Rapper tersebut tampil di kedua malam Malasimbo dan memainkan set lengkap di hadapan lebih banyak penonton pada malam kedua.
Bakat lokal memenangkan hati penonton
Malasimbo tampaknya bukan lawan yang tangguh. Aksi-aksi pendatang baru dan beberapa artis dari kancah independen dapat menarik penggemar baru di sini – terutama mengingat banyak tamu yang datang dari belahan dunia lain.
Dari tengah hari hingga lewat matahari terbenam, deretan musisi eklektik tahun 2019 – mulai dari reggae hingga elektronika – memimpin panggung untuk memberikan waktu yang menyenangkan bagi para pengunjung.
Munimuni:
Ena Mori:
Surga:
Ekstrapolasi (dengan Zia Quizon):
Lensa:
Kecelakaan Korsel
Pulau Rehat Kopi:
Selamat:
Tikus Biru (feat. Paul Marney dan RJ Pineda):
Ian Lofamia Band:
Vic Facultad & Cuaca Akarnya:
Ayunkan di tempat ke disko (tenang).
Dari kejauhan, pemandangan orang-orang yang bergoyang di tempat dengan headphone yang menyala tampak aneh, namun sebenarnya itu adalah disko yang senyap – sebuah pengaturan yang cukup cerdik untuk sebuah festival musik.

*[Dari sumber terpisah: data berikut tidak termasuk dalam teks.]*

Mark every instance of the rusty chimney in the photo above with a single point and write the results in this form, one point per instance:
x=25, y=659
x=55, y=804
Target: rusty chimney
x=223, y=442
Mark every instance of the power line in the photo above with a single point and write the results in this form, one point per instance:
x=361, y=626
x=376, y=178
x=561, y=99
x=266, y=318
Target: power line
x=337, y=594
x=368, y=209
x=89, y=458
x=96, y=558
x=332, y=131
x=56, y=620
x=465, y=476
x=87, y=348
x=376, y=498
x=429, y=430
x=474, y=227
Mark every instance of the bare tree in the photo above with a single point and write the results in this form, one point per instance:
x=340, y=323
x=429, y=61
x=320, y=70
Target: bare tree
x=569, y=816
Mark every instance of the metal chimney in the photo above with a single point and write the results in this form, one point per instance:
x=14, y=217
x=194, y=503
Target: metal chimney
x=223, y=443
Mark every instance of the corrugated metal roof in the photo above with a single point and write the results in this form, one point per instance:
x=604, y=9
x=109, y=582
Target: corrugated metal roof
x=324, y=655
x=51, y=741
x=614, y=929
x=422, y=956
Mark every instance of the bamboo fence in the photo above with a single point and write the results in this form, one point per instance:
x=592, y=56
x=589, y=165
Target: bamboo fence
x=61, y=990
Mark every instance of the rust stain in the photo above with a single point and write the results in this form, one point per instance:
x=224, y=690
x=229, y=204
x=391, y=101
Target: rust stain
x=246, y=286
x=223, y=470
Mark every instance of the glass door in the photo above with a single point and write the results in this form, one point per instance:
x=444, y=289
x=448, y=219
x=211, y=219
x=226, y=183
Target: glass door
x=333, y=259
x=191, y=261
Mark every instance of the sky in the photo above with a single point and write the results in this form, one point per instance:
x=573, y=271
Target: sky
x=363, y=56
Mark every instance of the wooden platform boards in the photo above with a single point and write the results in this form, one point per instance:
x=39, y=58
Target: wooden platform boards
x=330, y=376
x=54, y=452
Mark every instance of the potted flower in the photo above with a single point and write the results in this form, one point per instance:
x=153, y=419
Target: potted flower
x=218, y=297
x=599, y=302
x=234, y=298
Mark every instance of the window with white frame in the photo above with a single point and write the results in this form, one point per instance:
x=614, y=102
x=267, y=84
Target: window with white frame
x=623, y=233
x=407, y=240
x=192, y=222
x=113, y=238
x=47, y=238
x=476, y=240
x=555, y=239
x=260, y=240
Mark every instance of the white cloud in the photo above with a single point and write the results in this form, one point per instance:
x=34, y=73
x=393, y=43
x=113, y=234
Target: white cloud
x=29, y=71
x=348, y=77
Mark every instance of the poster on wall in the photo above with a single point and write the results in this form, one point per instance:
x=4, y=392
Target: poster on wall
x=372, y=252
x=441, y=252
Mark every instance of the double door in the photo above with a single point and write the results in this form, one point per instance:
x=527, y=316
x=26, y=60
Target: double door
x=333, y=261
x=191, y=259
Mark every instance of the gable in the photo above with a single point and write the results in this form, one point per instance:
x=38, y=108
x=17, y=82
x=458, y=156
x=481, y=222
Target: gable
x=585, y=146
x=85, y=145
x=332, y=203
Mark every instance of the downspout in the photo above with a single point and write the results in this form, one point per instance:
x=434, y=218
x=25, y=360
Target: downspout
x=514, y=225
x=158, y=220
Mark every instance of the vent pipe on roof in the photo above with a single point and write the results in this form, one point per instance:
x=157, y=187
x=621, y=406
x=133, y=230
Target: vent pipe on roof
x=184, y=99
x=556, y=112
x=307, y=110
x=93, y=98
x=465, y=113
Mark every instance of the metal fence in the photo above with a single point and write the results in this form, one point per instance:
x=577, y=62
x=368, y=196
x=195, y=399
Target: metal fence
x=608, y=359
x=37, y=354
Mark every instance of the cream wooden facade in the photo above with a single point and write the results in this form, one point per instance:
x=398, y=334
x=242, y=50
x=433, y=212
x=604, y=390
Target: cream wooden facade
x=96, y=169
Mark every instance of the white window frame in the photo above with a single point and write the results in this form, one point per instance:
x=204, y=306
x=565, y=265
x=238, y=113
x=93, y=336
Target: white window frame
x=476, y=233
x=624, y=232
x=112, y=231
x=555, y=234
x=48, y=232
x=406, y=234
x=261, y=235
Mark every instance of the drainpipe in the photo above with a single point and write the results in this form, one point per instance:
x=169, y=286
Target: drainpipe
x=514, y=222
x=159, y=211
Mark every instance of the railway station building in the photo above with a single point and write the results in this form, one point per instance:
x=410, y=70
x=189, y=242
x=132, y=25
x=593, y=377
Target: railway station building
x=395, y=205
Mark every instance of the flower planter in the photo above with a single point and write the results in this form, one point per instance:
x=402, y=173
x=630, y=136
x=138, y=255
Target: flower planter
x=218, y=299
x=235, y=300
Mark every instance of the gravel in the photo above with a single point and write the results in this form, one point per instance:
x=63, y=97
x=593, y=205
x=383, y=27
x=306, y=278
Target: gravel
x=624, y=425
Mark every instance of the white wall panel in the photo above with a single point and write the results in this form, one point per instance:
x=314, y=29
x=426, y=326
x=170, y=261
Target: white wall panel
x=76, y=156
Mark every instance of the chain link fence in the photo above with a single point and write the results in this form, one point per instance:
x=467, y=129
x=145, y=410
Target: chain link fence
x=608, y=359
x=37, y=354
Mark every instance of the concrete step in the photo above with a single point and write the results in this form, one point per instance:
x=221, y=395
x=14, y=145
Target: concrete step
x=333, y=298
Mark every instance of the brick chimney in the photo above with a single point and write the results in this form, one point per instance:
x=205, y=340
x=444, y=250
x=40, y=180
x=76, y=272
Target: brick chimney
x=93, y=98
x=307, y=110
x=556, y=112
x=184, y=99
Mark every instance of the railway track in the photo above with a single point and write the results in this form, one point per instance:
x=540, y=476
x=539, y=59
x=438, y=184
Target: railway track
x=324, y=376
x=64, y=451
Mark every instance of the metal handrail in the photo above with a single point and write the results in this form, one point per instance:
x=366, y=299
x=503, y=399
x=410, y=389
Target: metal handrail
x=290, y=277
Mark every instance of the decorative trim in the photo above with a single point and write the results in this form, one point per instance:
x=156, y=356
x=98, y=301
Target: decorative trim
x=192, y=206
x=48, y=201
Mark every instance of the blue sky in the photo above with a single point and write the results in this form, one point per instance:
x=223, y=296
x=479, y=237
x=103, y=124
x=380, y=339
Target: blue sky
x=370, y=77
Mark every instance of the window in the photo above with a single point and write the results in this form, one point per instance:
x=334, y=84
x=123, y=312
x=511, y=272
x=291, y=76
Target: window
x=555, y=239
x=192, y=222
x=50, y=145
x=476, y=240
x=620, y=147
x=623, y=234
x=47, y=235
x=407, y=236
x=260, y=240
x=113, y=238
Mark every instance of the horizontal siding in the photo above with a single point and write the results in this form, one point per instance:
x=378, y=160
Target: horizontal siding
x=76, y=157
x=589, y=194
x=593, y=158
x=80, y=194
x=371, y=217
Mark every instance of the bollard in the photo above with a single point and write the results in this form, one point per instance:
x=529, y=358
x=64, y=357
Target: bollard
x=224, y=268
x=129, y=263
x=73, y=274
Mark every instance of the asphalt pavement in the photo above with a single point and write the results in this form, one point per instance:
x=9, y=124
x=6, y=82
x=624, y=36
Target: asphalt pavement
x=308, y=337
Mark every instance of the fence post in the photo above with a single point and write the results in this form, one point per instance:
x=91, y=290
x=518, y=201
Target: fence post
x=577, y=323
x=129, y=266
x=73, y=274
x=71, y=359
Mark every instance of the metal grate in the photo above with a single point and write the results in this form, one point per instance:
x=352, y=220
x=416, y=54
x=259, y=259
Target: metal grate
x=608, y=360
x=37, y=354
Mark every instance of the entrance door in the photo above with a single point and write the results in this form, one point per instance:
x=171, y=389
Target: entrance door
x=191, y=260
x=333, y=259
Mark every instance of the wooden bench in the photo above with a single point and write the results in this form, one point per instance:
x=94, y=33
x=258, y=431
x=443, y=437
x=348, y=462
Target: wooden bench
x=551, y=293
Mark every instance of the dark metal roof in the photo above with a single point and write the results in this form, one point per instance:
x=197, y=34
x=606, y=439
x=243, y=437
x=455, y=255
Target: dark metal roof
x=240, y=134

Tiga DJ berputar di tiga panggung kecil yang bersebelahan, sementara pengunjung festival bergerak mengikuti irama set mana pun yang mereka pilih – hanya dengan menekan tombol.
Dabo-Dobo
Setelah mencicipi versi ini, Anda mungkin tidak akan pernah lagi melihat adobo—hidangan sederhana yang ada di mana-mana di banyak rumah tangga Filipina—dengan cara yang sama. Dengan daging ayamnya yang empuk, irisan jamur, dan bawang putih renyah yang berlimpah, adobo versi khas Malasimbo, yang dijuluki Dabo-Dobo, tak terlupakan.
Resepnya, milik d’Abovilles yang membantu mendirikan Malasimbo, masih terasa seperti hidangan terkenal dan disukai orang Filipina. Namun pada saat yang sama, bagi pendatang baru di festival ini, hal ini berpotensi mengejutkan.
Tip: cobalah dengan kesong puti buatan sendiri yang direndam dalam minyak zaitun dan herbes de Provence.
Instalasi seni yang menakjubkan dan memukau
Instalasi seni di Malasimbo selalu patut dinantikan. Mereka mengubah ruang jauh di dalam hutan menjadi tempat pelarian dunia lain: penuh dengan dedaunan namun dipenuhi warna yang mempesona.
Tahun ini, seniman Leeroy New, Denis Lagdameo, Kawayan de Guia, Agnes Arellano, Hohana, Olivia d’Aboville, dan Henri Lamy menghiasi lanskap Malasimbo dengan karya-karya mereka yang digantung di pohon atau menjulang tinggi di atas penonton festival.